Reading all this you may think I was just getting down and being overly critical. In a sense, but I really wanted to try and see what it was like to game with me to build a better sense of empathy while playing. Empathy is a key to any group dynamic and I think a deeper empathy can make all gaming experiences better. In terms of empathy, I realised just how much more enjoyable playing with me could be with only a few slight changes to my behaviours. It’s simply a matter of making a small investment in changing one or two things and I could be a much more enjoyable person to play with, and who doesn’t want people to enjoy their company?

I was however pleasantly surprised by a second realisation. I noticed that each person at the table has a list of small, and some not so small, idiosyncrasies that can impact the enjoyment of the game. I realised that all night each of us were doing a variety of things that should irritate and annoy other players, yet they didn’t. Most people played on either oblivious to these small transgressions or unconcerned about them. So why was that?

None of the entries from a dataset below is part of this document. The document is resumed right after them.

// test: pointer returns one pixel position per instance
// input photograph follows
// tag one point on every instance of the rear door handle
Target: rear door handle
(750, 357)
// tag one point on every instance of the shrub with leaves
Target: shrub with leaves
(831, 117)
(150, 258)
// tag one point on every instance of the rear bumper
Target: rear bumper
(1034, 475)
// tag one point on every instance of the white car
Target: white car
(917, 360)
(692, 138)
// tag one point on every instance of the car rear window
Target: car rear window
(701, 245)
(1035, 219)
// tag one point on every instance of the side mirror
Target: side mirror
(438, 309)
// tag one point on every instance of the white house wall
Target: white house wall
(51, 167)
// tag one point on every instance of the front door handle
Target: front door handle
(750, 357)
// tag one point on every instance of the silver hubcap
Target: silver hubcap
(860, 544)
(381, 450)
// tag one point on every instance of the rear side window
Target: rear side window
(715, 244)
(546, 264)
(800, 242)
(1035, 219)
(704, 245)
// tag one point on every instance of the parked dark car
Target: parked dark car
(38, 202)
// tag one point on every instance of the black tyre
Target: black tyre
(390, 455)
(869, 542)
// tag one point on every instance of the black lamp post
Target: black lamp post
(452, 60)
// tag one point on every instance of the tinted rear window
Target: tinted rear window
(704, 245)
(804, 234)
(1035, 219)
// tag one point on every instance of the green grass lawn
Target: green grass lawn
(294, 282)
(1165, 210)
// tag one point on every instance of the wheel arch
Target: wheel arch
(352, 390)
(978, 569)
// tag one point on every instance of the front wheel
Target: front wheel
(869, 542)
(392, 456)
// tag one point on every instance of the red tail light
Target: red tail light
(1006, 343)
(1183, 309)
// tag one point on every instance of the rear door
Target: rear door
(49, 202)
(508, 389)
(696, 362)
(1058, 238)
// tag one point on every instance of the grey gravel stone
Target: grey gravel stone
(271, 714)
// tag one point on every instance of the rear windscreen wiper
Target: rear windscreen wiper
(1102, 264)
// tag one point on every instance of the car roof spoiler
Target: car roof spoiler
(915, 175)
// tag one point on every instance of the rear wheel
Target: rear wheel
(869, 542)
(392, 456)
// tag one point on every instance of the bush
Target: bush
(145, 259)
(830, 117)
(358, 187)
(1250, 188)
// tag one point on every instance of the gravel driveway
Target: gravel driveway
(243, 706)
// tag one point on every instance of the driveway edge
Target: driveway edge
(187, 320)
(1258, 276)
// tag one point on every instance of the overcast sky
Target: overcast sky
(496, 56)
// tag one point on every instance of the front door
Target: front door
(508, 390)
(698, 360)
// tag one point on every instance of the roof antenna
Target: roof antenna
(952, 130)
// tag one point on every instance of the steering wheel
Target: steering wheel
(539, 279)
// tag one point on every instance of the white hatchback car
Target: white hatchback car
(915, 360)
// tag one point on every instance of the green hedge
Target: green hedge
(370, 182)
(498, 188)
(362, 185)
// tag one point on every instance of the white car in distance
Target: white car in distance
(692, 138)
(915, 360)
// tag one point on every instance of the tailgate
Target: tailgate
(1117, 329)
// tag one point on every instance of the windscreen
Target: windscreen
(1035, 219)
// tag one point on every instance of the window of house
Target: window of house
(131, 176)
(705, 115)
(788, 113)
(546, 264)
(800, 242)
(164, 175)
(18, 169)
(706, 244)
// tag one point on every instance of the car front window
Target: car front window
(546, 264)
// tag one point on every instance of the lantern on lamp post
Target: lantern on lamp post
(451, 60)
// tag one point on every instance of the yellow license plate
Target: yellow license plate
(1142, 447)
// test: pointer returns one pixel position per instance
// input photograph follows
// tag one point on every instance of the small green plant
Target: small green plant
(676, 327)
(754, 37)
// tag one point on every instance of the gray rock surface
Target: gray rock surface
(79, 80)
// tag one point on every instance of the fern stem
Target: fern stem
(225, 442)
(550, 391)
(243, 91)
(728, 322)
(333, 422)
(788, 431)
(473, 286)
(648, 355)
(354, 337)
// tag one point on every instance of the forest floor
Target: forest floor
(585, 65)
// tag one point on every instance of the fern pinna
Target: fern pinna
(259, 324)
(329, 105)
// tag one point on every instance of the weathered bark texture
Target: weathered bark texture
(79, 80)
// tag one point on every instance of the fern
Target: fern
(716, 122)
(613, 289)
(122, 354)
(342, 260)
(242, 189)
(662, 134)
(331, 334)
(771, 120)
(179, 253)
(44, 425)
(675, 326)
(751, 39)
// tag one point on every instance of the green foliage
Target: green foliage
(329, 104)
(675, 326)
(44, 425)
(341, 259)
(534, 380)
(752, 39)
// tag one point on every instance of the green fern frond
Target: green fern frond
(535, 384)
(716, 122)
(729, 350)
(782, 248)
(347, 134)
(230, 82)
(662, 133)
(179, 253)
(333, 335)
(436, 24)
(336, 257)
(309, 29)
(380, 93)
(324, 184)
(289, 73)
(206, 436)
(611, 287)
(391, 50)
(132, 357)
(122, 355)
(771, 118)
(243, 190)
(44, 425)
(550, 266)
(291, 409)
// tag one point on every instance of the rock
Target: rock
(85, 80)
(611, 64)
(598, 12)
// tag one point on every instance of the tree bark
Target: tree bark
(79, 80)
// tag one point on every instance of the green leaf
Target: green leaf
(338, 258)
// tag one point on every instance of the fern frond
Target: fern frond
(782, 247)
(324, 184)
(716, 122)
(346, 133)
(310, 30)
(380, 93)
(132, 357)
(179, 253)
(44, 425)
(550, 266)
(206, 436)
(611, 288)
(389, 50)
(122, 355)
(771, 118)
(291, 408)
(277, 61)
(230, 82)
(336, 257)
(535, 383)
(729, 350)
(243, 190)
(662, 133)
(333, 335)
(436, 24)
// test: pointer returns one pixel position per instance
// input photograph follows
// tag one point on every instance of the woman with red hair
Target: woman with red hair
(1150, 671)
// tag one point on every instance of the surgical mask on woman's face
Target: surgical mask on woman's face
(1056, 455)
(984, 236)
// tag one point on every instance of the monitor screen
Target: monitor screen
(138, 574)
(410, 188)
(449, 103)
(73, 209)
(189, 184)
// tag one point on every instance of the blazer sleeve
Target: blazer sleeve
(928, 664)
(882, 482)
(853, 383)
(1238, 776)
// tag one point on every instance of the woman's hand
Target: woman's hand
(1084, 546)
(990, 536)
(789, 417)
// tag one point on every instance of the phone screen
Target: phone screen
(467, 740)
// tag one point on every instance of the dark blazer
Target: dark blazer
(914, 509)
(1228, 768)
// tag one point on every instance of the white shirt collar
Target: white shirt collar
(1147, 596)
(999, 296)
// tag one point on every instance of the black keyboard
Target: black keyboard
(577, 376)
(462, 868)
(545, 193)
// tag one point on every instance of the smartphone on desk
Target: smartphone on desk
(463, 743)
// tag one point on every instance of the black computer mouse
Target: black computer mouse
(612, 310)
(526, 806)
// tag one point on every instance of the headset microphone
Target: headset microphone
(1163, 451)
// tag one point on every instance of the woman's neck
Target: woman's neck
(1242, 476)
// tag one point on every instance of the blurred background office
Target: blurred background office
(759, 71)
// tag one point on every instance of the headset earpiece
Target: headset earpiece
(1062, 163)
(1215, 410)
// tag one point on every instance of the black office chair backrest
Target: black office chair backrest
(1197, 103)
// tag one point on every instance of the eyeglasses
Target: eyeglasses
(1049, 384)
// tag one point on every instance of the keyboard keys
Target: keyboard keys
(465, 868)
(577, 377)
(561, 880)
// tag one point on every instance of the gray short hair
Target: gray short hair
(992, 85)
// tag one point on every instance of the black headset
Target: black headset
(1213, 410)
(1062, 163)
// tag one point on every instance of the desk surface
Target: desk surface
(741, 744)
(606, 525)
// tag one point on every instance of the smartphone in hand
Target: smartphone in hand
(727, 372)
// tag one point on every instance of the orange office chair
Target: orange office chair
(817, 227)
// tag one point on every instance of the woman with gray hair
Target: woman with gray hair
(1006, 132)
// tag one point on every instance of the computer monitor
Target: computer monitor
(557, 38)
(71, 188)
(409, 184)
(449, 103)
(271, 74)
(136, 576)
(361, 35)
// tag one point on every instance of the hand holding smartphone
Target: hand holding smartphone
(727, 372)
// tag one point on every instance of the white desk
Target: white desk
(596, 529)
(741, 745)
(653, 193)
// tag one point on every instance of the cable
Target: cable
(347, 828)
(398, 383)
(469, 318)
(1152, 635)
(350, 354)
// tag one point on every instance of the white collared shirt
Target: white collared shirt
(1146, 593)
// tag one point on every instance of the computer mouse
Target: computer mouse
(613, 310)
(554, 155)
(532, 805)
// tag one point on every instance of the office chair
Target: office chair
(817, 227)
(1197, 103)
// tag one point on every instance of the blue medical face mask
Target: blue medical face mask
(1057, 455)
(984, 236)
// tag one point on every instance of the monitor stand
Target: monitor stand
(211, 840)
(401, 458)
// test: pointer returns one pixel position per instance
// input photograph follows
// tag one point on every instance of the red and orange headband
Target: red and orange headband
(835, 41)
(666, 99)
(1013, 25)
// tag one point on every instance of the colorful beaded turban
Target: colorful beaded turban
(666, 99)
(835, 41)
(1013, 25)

Adam Alter is an academic researcher in psychology who focuses on social psychology and human interactions. In a discussion on video games Alter noted that empathy is built by being in the presence of other people and witnessing the impact of your behaviour on others. He explained that when I do something that upsets you I watch your face distort and see the water well in your eyes. This provides direct feedback to me and I feel bad. Video games place people behind a key board or microphone and hide the person behind an avatar. I can now say and do what I want and I will never get that feedback on how my actions directly impact on you. Alter described that a problematic trend in society is that as children spend more time online they are missing this vital skill of building empathy.


As I pondered this I was aware that board games not only require direct human interaction but often require us to have that interaction while working to defeat each other in a competitive game. Board games are brilliant builders of empathy. A wonderful side effect of empathy is greater patience. It was clear to me why no one seemed bothered by each other’s peculiarities. For me there was one more outcome. Gratitude. I felt overwhelming gratitude for having such people around me. While I still intend to work on some of my rougher edges, I regardless felt very accepted and safe to be myself, faults and all.